Pitlochry lies in the shadow of 2759 feet Ben Vrackie and has long been a key halt on the north-south route linking the Lowlands with the Highlands, with her railway station dating back to the Victorian era.
Villas and the occasional extravagant tower dot the hillside and while it thrives as a year-round holiday destination encouraged by the Theatre in the Hills, The Etape Caledonia and The Enchanted Forest, a strong sense of community endures.
Like Pitlochry, the nearby town of Aberfeldy boasts a distillery and its own secondary school, along with an impressive recreation centre. Poet Robert Burns Birks o Aberfeldy helped put the town on the tourist map.
Kenmore, a village which can justifiably lay claim to be the prettiest in Perthshire, is tucked between the expanse of Loch Tay and the river which emerges from it en route to the North Sea.
Dunkeld is instantly identifiable thanks to its 1809 Thomas Telford designed, seven arch bridge linking with Birnam on the southern bank of the Tay, a medieval cathedral and the cluster of restored whitewashed cottages around The Cross and ornate Atholl Memorial Fountain.

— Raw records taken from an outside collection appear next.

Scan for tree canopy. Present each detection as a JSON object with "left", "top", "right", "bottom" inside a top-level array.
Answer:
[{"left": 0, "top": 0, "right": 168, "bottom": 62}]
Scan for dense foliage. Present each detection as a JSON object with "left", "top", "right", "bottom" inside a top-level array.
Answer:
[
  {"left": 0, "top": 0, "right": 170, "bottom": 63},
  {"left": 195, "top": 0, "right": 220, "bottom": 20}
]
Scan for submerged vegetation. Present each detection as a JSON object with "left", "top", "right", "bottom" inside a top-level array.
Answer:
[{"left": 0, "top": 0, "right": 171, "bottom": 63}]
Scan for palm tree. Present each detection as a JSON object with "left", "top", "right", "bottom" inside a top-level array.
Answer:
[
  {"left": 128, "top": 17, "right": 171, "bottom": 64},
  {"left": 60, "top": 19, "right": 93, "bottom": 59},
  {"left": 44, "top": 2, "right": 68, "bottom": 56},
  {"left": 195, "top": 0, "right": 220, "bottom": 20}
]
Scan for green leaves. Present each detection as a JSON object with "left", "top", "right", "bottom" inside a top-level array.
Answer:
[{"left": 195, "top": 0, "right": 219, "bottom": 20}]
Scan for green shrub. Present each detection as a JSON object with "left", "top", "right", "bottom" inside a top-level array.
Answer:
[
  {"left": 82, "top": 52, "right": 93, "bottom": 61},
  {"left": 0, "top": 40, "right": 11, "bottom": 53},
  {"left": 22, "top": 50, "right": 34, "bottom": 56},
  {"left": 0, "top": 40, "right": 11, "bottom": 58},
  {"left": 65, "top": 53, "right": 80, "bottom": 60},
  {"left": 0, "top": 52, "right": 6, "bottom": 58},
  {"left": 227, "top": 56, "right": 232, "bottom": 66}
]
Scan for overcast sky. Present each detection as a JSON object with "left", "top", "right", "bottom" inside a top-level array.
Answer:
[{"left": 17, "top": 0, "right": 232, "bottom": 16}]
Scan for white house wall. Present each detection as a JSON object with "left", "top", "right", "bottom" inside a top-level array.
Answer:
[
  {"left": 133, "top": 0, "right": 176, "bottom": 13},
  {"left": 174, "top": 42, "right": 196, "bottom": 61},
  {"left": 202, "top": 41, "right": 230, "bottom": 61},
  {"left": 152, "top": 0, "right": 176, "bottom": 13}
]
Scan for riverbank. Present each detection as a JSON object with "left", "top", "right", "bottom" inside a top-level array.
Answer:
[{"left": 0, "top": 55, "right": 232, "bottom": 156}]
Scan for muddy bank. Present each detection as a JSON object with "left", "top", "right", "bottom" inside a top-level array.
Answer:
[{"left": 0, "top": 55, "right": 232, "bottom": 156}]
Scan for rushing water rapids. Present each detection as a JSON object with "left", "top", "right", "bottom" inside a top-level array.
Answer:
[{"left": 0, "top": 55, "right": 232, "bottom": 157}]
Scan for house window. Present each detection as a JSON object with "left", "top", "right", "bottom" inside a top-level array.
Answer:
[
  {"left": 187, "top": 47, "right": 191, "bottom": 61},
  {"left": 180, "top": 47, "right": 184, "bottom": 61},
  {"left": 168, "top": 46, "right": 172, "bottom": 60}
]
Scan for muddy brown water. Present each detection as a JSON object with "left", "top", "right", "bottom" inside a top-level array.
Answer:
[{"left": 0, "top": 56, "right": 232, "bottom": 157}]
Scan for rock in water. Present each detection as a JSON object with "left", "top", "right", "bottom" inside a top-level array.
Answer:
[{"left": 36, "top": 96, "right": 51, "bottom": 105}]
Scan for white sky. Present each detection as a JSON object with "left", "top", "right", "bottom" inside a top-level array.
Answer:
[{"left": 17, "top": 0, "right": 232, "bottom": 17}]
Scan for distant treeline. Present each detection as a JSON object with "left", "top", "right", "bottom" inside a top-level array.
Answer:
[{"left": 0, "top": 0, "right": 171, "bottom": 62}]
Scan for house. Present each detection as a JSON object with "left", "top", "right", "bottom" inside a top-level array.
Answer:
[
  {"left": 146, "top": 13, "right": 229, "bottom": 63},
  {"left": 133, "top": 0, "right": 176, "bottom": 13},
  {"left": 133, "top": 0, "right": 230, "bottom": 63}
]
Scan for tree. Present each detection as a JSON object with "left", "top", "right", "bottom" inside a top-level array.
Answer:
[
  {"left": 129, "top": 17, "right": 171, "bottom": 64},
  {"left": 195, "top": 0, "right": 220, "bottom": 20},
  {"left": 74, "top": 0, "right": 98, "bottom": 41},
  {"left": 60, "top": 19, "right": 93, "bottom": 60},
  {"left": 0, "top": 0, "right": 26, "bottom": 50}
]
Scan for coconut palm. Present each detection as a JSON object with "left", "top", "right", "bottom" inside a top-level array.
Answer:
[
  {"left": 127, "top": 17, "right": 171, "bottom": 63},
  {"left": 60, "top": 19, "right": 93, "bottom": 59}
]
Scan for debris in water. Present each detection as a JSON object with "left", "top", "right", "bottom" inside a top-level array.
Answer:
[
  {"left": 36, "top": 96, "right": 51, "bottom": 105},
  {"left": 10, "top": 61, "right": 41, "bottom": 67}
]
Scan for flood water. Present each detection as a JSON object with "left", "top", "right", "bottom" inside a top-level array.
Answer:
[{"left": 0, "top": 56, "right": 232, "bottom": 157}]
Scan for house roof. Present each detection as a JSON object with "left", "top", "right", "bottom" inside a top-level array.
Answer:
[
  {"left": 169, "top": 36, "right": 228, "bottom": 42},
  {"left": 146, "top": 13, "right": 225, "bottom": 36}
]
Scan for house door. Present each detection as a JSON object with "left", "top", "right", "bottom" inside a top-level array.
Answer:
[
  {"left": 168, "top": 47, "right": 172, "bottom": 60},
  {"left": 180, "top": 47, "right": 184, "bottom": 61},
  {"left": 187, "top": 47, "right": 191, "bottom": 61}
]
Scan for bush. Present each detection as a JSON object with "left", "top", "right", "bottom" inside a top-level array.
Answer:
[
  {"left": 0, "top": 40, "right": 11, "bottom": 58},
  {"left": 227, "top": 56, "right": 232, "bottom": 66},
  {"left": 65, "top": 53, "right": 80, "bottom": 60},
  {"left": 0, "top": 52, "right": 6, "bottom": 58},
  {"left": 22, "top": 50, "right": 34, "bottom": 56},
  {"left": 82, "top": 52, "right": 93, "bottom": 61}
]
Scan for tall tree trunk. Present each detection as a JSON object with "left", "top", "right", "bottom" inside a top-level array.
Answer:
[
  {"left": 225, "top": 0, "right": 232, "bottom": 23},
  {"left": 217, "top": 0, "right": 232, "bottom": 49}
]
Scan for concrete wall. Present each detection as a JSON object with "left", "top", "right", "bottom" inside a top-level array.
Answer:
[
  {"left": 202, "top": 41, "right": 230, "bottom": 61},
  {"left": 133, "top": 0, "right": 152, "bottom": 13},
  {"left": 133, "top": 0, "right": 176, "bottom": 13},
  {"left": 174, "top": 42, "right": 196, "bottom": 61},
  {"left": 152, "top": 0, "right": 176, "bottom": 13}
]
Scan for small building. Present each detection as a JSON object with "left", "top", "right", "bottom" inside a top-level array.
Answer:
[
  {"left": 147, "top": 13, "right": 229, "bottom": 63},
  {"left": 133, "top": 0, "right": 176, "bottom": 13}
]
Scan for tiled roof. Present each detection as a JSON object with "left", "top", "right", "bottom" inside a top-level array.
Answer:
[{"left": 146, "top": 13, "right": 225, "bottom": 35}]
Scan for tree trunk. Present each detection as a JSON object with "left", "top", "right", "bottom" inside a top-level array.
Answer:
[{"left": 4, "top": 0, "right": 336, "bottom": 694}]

Properties in both Dunkeld and Birnam, which were by-passed by the A9 in the 1970s, tend to generate immediate interest when they come onto the market.
Many of them date back to 18th Century reconstruction demanded after all but a handful of older homes were destroyed by a battle in 1689.
Set within a National Scenic Area, theres no shortage of trails to explore, with The Hermitage and its magnificent trees and folly just a few miles up-river.
The railway station on the outskirts of Birnam provides an alternative to road links with Perth and the Royal School of Dunkeld can trace its history back 450 years and more.
Both villages have a thriving cultural scene and a visit to the pioneering Community Orchard near the bridge is always fruitful in the autumn months.
Stanley, near the River Tay, is one of the Big Countys planned villages, dating back to the 1780s.
It was developed on the back of the nearby six-storey cotton mills which provided local employment for nearly 200 years before finally shutting down in 1989. These listed buildings have been transformed from industrial heritage into in-demand apartments.
Nearby villages like Luncarty, four miles north of the Fair City, have been mushrooming - with the commute to Perth promising to be made even easier with ongoing A9 improvements.